"Hello, Hello, Hello!" The Three Stooges were a highly successful vaudeville and film comedy team, best known for the 190 short features they produced for Columbia Pictures from the 1930's-1970's, films which remain in syndication today. The prodigious creative output of the Stooges resulted in over 450 film credits. Numerous studies have been written about the Stooges, and countless video compilations have been released over the years. This LibGuide is designed to provide readers with several essential, yet comprehensive, resources to learn more about the history, filmography, and bibliography of the Three Stooges, highlighting works which illustrate their cultural, social, and political impact in popuar culture.
A Brief History
In 1922, while performing at the Prospect Heights Theater, Moe Howard encountered an old friend, Ted Healy, who was experiencing success on the vaudeville circuit. Moe and his brother Shemp joined Ted Healy to critical success. In 1928, Larry Fine joined the troupe, and they began performing as Ted Healy and his Three Stooges. Following a performance of the musical A Night in Venice (1929), the team was signed onto the Rube Goldberg film Soup to Nuts (1930), their first motion picture.

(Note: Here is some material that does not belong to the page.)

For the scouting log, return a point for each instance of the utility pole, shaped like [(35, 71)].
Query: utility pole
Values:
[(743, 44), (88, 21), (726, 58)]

In 1932, Shemp had the opportunity to work in the successful Joe Palooka films, and reluctantly left the group, replaced by Moe and Shemp's younger brother, Jerome (Curly). The troupe produced several feature films through the early 1930's.
In 1934, Moe, Larry, and Curly parted ways with Ted Healy, signing a contract with Columbia Pictures to star in several two-reel short films (approximately 16-18 minutes in length). Their first short film was released on March 5, 1935, to mixed reviews. Following the release of their second short film, Punch-Drunks, in November of 1935, the Stooges were signed on for a seven year contract with the studio. Their third film, Men in Black, was nominated for an Academy Award. On January 19, 1940, the Three Stooges released You Nazty Spy!, the first film released in America to satirize Adolf Hitler and Nazi Germany. The short was released nine months before Charlie Chaplin's The Great Dictator. At the time, America remained neutral and largely isolationist about the War. You Nazty Spy was in defiance of the Hays Code, which prohibited many types of political and satirical messages in film.

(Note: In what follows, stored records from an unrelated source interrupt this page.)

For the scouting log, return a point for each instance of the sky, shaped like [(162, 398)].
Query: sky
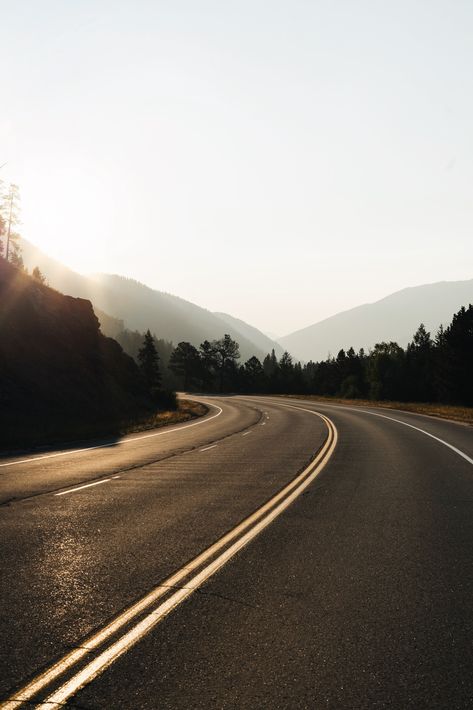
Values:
[(279, 161)]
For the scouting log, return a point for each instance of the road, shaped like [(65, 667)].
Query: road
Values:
[(138, 568)]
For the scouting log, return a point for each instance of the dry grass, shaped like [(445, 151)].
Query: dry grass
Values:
[(186, 410), (443, 411)]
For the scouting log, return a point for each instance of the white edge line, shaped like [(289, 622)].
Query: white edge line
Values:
[(398, 421), (87, 485), (27, 692), (135, 634), (115, 443)]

In 1945, Curly suffered a stroke, and had to cease filming in 1946. From 1934-1947, Moe Larry and Curly produced 97 short films for Columbia. After Curly left the group, Shemp returned to fill the roll. Together, the three produced 77 short films. In 1955, Shemp passed away, and was replaced by Joe Besser, a prolific comedian. After only 16 shorts, and one year, Joe Besser's contract was terminated. The group resigned with Columbia in 1959, with Joe DeRita as the third Stooge, and produced six feature length films with Columbia, and one on loan to Fox. The troupe remained active through 1970, appearing in public and on television, until Larry suffered a stroke. With this, the team finally disbanded. Both Larry and Moe passed away in 1975.
The Three Stooges remain in syndication, and in 2012 a feature length film was produced in homage to the Three Stooges. Two additional films are currently in production.